Jim Keller James M. Keller received the Ph.D. in Mathematics in 1978. He holds the University of Missouri Curators’ Professorship in the Electrical and Computer Engineering and Computer Science Departments on the Columbia campus. He is also the R. L. Tatum Professor in the College of Engineering. His research interests center on computational intelligence: fuzzy set theory and fuzzy logic, neural networks, and evolutionary computation with a focus on problems in computer vision, pattern recognition, and information fusion including bioinformatics, spatial reasoning in robotics, geospatial intelligence, sensor and information analysis in technology for eldercare, and landmine detection. His industrial and government funding sources include the Electronics and Space Corporation, Union Electric, Geo-Centers, National Science Foundation, the Administration on Aging, The National Institutes of Health, NASA/JSC, the Air Force Office of Scientific Research, the Army Research Office, the Office of Naval Research, the National Geospatial Intelligence Agency, the Leonard Wood Institute, and the Army Night Vision and Electronic Sensors Directorate. Professor Keller has coauthored over 350 technical publications.

 

Jim is a Fellow of the Institute of Electrical and Electronics Engineers (IEEE) for whom he has presented live and video tutorials on fuzzy logic in computer vision, is an International Fuzzy Systems Association (IFSA) Fellow, an IEEE Computational Intelligence Society Distinguished Lecturer, a national lecturer for the Association for Computing Machinery (ACM) from 1993 to 2007, and a past President of the North American Fuzzy Information Processing Society (NAFIPS).

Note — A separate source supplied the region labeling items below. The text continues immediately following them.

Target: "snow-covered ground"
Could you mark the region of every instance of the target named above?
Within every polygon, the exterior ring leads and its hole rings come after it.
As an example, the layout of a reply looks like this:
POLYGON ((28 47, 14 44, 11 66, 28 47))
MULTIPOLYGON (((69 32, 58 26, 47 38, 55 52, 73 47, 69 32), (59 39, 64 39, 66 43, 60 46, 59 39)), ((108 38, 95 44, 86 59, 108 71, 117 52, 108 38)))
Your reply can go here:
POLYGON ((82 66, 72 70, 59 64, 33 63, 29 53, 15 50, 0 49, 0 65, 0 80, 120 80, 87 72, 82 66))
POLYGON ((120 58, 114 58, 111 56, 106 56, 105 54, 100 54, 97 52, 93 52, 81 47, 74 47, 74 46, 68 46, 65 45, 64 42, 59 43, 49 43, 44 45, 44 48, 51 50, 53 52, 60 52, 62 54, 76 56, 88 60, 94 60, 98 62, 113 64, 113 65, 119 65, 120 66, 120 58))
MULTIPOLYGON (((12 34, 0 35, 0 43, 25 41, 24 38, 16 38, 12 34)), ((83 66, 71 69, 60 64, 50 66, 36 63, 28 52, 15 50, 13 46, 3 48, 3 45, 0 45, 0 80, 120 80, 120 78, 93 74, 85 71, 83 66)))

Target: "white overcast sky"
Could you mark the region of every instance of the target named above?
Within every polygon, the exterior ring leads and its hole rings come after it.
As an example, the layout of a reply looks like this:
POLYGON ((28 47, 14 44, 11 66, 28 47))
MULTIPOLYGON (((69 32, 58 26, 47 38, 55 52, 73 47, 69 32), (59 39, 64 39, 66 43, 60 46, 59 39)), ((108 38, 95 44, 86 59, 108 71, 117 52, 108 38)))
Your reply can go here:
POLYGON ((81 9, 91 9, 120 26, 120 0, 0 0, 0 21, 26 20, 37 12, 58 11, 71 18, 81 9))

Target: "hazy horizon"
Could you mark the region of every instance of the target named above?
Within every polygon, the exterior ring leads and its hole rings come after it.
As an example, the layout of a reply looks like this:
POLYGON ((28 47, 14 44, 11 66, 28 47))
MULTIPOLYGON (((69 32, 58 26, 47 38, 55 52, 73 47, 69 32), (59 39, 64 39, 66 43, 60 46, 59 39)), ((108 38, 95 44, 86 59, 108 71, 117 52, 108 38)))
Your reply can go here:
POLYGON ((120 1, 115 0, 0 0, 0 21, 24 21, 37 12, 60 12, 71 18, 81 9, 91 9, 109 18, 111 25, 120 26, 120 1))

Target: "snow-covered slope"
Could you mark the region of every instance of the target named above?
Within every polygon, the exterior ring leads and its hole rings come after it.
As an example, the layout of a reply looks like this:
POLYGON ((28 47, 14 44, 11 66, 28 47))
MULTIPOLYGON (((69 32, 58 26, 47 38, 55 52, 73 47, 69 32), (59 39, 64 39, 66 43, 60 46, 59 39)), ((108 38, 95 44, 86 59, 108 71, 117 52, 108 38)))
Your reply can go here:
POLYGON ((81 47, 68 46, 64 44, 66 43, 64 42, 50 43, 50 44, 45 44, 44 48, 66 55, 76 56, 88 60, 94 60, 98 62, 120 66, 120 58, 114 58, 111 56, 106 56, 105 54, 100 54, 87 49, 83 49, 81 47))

He received the 2007 Fuzzy Systems Pioneer Award and the 2010 Meritorious Service Award from the IEEE Computational Intelligence Society. He finished a full six year term as Editor-in-Chief of the IEEE Transactions on Fuzzy Systems, is an Associate Editor of the International Journal of Approximate Reasoning, and is on the editorial board of Pattern Analysis and Applications, Fuzzy Sets and Systems, International Journal of Fuzzy Systems, and the Journal of Intelligent and Fuzzy Systems. Jim was the Vice President for Publications of the IEEE Computational Intelligence Society from 2005-2008, and is currently an elected Adcom member. He was the conference chair of the 1991 NAFIPS Workshop, program co-chair of the 1996 NAFIPS meeting, program co-chair of the 1997 IEEE International Conference on Neural Networks, and the program chair of the 1998 IEEE International Conference on Fuzzy Systems. He was the general chair for the 2003 IEEE International Conference on Fuzzy Systems.